Шельга называет эту модель Гарина «фашистским утопизмом». Но Гарин настроен вполне серьезно. Он утверждает, что западный капитал, который в эпоху Толстого кажется дышащим на ладан, а теперь, в постсоветскую эпоху, не может не рассматриваться иначе, подготавливает господство его посткапиталистической модели, что западные капиталисты (цитирую) «вслепую делают то, что я развиваю в законченную и четкую программу. Но делают это варварски, громоздко и медленно».
Теперь всем понятно, что имеет место именно эта громоздкая варварская медлительность. И что мир в гораздо большей степени, нежели в 1920-е годы, предрасположен сейчас к нацизму в его гаринском варианте. Но Толстой не воспевает эту версию. Он ее ненавидит и презирает и именно потому протягивает руку коммунистам, которым вовсе не симпатизирует.
Что же касается мироустройства, предлагаемого Гариным, то Толстой, с одной стороны, описывает крах этого устройства с идеологической советской предвзятостью, согласно которой коммунист Шельга поднимает восстание в среде трудовиков, которым еще не сделали укол в голову и которых заставляют работать на реализацию проекта Гарина.
А с другой стороны — Толстой не хочет все сводить к коммунистической заданности, которая в 1920 годы казалась вполне убедительной. Но Толстой и тогда не хотел все к ней сводить, и поэтому он показывает, что внутри гаринского нацизма, гнездится все та же ненавистная для Толстого исчерпанность.

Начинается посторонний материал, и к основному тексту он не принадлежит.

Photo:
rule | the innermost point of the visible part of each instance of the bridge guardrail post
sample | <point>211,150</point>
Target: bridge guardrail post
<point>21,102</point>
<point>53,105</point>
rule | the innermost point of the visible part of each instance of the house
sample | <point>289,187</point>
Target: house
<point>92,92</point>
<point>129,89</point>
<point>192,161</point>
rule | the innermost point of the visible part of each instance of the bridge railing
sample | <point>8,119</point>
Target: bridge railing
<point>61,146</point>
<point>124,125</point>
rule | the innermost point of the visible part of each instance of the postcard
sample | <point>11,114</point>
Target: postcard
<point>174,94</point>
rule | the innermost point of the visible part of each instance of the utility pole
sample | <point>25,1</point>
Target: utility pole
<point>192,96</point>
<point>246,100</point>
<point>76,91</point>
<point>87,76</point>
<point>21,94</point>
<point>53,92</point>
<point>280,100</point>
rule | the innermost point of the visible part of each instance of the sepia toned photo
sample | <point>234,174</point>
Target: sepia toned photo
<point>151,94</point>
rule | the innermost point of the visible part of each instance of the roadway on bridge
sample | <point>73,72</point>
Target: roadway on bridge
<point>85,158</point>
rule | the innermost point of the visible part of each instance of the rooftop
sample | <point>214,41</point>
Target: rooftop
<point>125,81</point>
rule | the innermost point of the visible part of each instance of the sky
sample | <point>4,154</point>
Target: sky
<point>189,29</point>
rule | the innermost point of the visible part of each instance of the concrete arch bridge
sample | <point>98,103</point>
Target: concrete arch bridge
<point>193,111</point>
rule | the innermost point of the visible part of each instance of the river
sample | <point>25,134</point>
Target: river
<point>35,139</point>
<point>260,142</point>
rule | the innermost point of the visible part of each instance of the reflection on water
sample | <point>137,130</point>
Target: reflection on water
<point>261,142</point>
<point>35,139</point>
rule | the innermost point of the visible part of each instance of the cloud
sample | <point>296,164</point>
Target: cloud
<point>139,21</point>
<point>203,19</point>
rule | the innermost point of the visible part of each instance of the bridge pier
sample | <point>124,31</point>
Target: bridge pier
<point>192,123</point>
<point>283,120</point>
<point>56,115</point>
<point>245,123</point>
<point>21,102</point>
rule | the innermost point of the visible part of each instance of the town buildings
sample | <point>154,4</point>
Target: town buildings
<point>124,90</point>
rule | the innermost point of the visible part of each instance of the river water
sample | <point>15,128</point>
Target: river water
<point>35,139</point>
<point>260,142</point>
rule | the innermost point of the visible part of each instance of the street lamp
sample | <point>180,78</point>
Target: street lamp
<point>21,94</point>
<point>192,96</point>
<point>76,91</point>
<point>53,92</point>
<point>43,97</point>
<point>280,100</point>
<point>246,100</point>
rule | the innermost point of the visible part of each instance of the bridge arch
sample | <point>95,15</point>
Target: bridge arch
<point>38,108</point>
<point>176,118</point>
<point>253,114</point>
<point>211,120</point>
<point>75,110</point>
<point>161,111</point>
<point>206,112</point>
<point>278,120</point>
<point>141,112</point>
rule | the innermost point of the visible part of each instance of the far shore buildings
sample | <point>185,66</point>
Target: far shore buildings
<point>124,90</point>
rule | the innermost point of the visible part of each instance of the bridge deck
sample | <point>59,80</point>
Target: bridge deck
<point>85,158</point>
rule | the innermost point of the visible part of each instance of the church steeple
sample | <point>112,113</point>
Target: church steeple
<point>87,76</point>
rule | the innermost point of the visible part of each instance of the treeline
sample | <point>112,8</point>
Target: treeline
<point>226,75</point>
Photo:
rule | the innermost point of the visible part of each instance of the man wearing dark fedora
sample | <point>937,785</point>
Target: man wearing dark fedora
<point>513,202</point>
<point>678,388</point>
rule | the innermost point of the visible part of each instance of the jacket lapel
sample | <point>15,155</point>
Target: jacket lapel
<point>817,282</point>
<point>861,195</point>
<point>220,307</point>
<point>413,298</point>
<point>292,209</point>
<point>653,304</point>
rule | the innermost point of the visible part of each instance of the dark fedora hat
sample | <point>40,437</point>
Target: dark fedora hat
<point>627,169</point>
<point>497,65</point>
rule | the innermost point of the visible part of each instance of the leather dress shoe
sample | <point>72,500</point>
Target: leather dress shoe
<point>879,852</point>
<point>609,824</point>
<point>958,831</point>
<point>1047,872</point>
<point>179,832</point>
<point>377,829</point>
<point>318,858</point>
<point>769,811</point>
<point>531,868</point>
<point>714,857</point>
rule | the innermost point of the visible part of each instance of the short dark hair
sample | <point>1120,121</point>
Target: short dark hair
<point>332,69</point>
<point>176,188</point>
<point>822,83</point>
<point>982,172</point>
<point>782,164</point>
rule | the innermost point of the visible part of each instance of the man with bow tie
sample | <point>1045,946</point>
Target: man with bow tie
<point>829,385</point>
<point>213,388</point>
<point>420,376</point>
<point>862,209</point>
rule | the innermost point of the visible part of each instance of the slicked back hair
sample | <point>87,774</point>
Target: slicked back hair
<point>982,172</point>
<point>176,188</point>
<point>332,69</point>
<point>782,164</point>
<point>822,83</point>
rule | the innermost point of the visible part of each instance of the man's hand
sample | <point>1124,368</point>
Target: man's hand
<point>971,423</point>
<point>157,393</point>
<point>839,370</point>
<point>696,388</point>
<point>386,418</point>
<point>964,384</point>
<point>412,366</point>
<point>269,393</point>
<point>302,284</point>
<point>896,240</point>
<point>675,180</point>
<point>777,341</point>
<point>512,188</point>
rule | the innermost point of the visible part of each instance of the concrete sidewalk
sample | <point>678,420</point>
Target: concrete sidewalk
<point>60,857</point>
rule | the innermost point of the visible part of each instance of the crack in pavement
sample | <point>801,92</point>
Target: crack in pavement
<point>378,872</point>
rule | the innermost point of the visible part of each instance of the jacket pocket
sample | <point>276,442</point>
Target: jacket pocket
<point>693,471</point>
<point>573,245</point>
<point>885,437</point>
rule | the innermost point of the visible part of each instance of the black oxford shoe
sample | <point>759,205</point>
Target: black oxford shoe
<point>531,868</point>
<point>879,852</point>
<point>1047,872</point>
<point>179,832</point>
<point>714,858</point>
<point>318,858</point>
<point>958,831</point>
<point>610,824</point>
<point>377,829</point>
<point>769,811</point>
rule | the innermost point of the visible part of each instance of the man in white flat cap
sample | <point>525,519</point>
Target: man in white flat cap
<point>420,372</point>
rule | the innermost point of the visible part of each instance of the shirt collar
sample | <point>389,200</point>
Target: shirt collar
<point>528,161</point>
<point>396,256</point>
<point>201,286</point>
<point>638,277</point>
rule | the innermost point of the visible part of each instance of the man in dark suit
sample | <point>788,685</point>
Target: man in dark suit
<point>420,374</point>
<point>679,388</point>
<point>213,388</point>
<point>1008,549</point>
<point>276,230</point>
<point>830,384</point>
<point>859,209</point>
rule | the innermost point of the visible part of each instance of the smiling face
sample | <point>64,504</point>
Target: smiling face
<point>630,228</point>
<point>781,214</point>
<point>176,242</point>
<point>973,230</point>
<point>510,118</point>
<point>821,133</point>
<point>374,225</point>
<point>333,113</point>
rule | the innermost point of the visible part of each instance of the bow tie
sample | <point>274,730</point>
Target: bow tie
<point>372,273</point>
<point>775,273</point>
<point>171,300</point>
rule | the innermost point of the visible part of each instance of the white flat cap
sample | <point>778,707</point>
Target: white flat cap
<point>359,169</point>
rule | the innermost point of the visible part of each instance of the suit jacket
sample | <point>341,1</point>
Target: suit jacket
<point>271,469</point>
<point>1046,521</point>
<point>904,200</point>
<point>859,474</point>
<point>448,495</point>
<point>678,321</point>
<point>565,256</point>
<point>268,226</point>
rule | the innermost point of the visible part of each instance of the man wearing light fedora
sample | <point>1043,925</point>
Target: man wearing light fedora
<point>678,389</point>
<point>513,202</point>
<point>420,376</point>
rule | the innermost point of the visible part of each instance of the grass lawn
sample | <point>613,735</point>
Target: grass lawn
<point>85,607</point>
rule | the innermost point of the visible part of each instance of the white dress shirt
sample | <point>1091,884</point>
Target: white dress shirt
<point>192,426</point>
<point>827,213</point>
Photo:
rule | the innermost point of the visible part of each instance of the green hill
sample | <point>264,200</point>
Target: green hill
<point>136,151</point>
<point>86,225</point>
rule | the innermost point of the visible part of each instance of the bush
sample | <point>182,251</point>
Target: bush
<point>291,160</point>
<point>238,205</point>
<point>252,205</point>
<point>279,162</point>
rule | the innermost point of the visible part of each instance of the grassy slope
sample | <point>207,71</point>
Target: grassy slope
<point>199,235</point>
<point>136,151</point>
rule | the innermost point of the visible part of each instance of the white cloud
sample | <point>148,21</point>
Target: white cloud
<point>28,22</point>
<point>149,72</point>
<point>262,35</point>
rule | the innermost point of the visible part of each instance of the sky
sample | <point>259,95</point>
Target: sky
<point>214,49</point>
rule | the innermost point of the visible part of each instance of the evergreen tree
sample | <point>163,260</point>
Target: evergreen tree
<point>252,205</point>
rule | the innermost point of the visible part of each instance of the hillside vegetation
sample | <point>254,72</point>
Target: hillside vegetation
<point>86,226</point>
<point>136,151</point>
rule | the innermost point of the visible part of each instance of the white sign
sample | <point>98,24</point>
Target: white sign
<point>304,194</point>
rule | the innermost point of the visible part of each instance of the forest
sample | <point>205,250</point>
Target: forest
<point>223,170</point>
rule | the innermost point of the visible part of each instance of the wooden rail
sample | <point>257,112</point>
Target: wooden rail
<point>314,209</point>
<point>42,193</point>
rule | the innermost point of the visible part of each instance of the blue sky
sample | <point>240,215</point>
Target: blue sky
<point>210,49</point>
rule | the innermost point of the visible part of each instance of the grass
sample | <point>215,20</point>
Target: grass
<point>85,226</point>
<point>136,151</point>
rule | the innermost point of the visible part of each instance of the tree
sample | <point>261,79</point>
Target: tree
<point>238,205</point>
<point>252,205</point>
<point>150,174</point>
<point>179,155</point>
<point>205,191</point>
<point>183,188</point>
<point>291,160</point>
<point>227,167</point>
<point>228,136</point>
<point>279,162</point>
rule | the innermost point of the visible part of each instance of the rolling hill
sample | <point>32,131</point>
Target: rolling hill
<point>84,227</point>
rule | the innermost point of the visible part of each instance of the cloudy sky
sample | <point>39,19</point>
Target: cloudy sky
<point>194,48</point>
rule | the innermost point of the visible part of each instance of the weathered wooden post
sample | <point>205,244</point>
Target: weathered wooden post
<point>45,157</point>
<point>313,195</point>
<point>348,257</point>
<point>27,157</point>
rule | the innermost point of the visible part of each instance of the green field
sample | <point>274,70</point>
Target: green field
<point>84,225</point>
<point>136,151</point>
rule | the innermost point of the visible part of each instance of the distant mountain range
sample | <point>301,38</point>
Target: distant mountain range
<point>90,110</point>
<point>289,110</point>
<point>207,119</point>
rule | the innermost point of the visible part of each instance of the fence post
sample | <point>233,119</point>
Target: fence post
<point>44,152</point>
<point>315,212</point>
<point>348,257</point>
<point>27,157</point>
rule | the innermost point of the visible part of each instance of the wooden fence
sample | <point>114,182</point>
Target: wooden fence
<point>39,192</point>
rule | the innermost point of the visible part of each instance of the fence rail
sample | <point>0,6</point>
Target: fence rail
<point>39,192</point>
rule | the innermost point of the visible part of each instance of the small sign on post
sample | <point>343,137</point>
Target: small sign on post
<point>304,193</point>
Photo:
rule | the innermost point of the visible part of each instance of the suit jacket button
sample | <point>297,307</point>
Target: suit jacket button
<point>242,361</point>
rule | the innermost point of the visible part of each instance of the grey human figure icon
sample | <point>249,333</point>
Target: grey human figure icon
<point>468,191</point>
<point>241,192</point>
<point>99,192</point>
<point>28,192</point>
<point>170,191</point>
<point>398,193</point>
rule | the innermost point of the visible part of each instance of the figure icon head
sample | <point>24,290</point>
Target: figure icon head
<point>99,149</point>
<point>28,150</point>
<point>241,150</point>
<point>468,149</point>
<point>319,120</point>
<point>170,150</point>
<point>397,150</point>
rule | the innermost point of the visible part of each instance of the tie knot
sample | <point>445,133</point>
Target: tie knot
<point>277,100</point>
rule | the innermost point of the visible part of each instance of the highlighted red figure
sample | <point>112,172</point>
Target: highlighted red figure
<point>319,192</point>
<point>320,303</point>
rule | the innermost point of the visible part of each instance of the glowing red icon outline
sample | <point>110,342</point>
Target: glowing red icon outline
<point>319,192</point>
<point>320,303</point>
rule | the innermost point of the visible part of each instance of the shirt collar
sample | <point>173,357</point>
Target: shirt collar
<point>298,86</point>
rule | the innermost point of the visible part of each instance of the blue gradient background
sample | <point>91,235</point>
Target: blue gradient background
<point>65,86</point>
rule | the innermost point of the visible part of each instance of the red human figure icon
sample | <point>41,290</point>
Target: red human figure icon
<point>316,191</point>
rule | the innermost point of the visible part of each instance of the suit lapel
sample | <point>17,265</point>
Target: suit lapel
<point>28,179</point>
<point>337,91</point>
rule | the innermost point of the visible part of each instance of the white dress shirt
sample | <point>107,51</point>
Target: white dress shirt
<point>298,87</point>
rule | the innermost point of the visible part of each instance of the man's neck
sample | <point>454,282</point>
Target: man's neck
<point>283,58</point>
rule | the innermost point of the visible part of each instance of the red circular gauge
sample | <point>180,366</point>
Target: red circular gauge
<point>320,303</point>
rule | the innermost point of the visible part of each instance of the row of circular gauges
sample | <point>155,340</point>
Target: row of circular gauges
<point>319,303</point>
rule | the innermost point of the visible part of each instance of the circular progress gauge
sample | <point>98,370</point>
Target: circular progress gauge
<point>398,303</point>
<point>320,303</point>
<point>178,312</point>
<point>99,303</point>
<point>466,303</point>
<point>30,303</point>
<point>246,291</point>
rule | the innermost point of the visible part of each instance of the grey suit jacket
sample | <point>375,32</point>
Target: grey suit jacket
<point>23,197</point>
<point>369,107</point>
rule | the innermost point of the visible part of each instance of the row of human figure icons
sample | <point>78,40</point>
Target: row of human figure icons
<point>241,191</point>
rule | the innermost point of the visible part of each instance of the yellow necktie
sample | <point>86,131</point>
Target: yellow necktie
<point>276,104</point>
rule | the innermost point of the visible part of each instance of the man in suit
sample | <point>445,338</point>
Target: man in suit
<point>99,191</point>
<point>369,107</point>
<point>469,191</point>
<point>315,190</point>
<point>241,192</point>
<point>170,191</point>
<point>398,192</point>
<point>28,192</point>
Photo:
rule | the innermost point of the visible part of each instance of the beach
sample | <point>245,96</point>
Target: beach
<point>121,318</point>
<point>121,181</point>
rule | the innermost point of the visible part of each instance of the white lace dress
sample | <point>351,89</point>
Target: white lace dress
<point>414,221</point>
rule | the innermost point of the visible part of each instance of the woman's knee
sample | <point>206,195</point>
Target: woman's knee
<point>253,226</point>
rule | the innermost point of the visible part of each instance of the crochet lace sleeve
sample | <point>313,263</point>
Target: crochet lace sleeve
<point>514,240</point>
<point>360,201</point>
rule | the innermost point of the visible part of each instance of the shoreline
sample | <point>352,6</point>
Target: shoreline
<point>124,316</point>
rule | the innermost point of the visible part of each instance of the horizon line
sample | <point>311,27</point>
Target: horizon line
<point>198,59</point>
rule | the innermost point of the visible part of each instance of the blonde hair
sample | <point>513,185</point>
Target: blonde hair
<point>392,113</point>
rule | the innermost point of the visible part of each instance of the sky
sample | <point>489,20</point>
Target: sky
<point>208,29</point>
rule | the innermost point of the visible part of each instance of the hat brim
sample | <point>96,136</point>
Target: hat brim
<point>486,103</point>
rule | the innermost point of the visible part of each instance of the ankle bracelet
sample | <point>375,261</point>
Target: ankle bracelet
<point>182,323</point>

Дело не в том, побеждает ли Шельга, сообщает Толстой читателю. А в том, что Гарин и его пассия Зоя — бесплодны. Что они сойдут с ума от своей смертности, даже если их не сметут коммунисты. И что они настолько бесплодны, то есть подвержены исчерпанности, что их даже бессмертие не спасет.
Так в чем же тогда для Толстого настоящее лекарство от исчерпанности, которое, как свидетельствуют приведенные мною доказательства, отнюдь не сводится к ницшеанству во всех его жизневолевых вариантах? Но и к классическому коммунизму марксистского образца тоже не сводится. Потому что совершенно очевидно, что никакая ликвидация обычной социальной несправедливости не гарантирует отсутствие исчерпанности, порожденной сложным отношением между человеком и жизнью.
А ведь эти отношения есть. И они воистину имеют крайне сложный характер. Ну так что же может преодолевать эту почти фатальную сложность? Каков не наш химерический ответ на этот вопрос, а тот ответ, который несла в себе русская культура, породившая тот русский, единственно оригинальный и дееспособный советский коммунизм, чей крах вплотную приблизил нас ко всему сразу — и к исчерпанию а-ля «Аэлита», и к хаосу анархизма а-ля Леон Черный, и к гаринским нацистским вариантам уничтожения гуманизма?